According to data from the US Census Bureau, about 15 percent of all West Virginians, or about one in seven is “food  insecure,” which means they have a hard time at some point throughout the year putting food on the table for lack of money, access, or resources in general. But what does that really mean? How many people in West Virginia are hungry right now? WVU researcher Bradley Wilson says the short answer is: we don’t really know.

WV FOODLINK

“The story of West Virginia is all of these statistics about obesity, health problems, poverty, depression,” said Bradley Wilson, a professor of Geography at West Virginia University. Wilson has been studying food and hunger issues and, importantly, thinking about why and how we are in our present situations.

"There's a massive network of emergency food assistance agencies serving between 200,000 – 300,000 people a month," Wilson said.
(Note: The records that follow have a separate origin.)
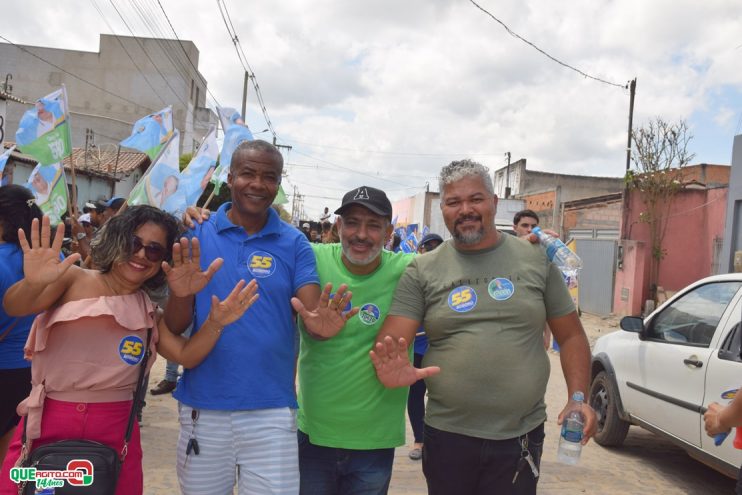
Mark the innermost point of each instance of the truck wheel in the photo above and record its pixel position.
(612, 429)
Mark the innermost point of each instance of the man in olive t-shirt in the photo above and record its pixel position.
(483, 299)
(349, 423)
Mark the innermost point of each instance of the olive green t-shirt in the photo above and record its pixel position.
(484, 314)
(342, 404)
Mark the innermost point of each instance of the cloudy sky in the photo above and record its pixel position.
(385, 92)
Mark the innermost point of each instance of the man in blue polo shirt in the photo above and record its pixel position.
(238, 407)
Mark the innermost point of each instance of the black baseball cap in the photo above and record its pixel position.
(368, 197)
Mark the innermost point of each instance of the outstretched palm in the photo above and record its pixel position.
(185, 277)
(42, 265)
(393, 366)
(330, 315)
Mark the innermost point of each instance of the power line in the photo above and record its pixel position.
(100, 12)
(203, 81)
(342, 167)
(74, 75)
(245, 64)
(516, 35)
(402, 153)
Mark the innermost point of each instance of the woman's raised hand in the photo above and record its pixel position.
(41, 259)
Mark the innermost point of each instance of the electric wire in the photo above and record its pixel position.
(516, 35)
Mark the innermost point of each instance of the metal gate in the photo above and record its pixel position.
(597, 274)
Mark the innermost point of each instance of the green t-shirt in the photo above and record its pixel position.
(342, 404)
(484, 316)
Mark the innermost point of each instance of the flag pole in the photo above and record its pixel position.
(71, 208)
(163, 148)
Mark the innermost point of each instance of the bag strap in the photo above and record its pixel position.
(137, 396)
(7, 330)
(132, 413)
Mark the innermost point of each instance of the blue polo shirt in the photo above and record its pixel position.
(252, 364)
(11, 347)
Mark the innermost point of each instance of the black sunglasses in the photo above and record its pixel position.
(153, 252)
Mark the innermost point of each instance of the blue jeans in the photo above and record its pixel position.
(171, 369)
(328, 470)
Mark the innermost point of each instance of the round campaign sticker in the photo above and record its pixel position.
(131, 350)
(347, 307)
(369, 314)
(261, 264)
(462, 299)
(501, 289)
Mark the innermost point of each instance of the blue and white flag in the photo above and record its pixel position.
(196, 175)
(160, 186)
(3, 161)
(44, 130)
(150, 133)
(49, 187)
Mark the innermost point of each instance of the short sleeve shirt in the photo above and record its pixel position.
(484, 314)
(252, 364)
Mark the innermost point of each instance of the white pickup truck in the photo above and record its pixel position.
(661, 372)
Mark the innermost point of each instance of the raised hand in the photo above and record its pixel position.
(41, 263)
(329, 317)
(185, 277)
(393, 367)
(234, 306)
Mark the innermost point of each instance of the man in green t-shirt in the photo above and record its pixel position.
(483, 299)
(349, 423)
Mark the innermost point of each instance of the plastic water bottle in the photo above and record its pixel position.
(570, 447)
(558, 252)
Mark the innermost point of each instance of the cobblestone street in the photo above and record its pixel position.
(645, 464)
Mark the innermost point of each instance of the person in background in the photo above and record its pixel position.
(416, 399)
(17, 210)
(523, 223)
(721, 419)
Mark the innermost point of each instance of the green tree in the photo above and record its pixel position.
(659, 154)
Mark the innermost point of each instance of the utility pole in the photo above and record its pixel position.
(632, 93)
(507, 178)
(626, 204)
(244, 95)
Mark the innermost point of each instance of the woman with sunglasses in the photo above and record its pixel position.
(88, 342)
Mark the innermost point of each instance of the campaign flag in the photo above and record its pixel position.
(160, 186)
(49, 186)
(4, 160)
(150, 133)
(235, 135)
(196, 175)
(44, 131)
(409, 245)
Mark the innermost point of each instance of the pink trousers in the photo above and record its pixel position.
(103, 422)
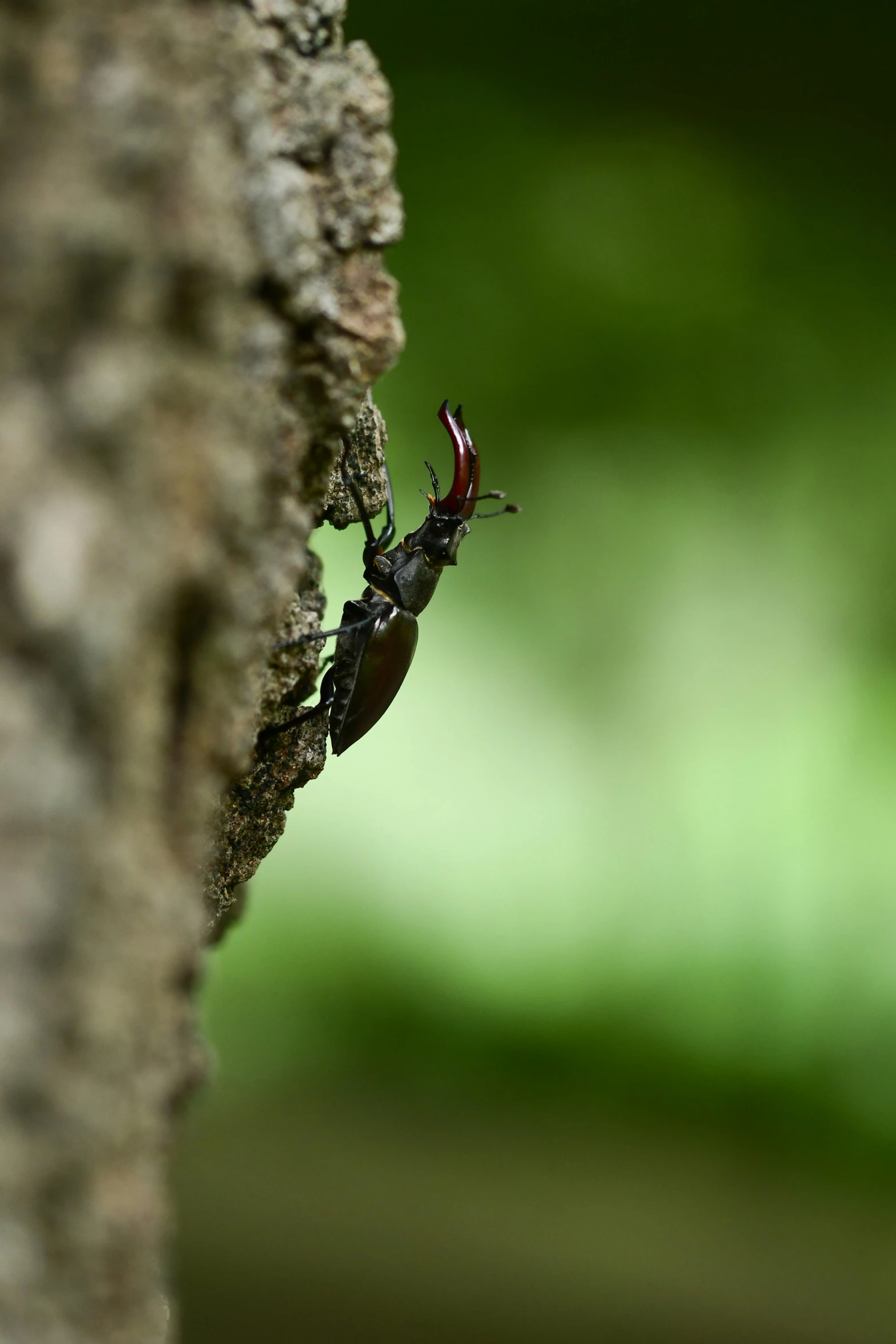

“Economic changes, the decline of manufacturing, the decline of coal – these are the cards people have been dealt and they’ve been making that work. There’s a certain creativity that is not the story of West Virginia that is often told.”

Wilson is the director of an ongoing project at the university called WV FOODLINK. When the project launched Wilson quickly came to discover more than 650 agencies working to combat hunger across the state.

“There’s a massive network of emergency food assistance agencies serving between 200,000 – 300,000 people a month,” Wilson said.

Food pantries, soup kitchens, charities, nonprofits, free school meal programs – Wilson and his team call it the Emergency Food Network – and in the WV FOODLINK labs, they’ve been gathering a lot of data to try and grasp the extent of the network. Researchers created a website to help spread information about the needs and work that’s being done around the state. 

Mapping Vulnerability

But we live in a very fluid and changing world. We almost need real-time maps to keep up with the morphing food landscapes.  

“This emergency food network is itself extremely vulnerable,” said Joshua Lohnas, a PHD student in the Department of Geography at WVU and the Associate Director of FOODLINK, “and we’re finding a lot of food pantries closing shop even since we started this project.”

Lohnas is observing one major trend: the rise and popularity of “alternative food networks” like farmers markets and CSAs.

But farmers markets today still only feed about 1% of the state’s population.

“Solutioning”

“We are not anti-farmers markets,” insists Wilson. “We WANT farmers markets. But how do you build both? I think that’s where a lot of the innovative stuff is happening.”

Wilson says there’s a lot of “solutioning” going on: food pantries with hydroponics operations, gardeners’ consignment shops, mobile markets, food pantries hosting farmers markets or growing their own food – these are some of the innovations we’re beginning to see in West Virginia. Wilson says it’s not likely any one solution will solve all the problems we face, more innovative work that combines the popular alternative food movement and the emergency food network is what West Virginia needs.

“The way to scale up the alternative food networks is ultimately going to have to address how to invite low income families to participate.”

To that end, Wilson and Lohnas are collaborating with MANY organizations to help connect efforts. Facing Hunger Food BankMountaineer Food BankVolunteer Organizations Active in Disasters (VOAD)Claude Worthington Benedum FoundationSisters of St. Joseph Charitable FundAppalachian Foodshed ProjectWV Food and Farm CoalitionWV Farmer’s Market Association, West Virginia GIS Tech Center as well as county-level anti-hunger coalitions throughout West Virginia.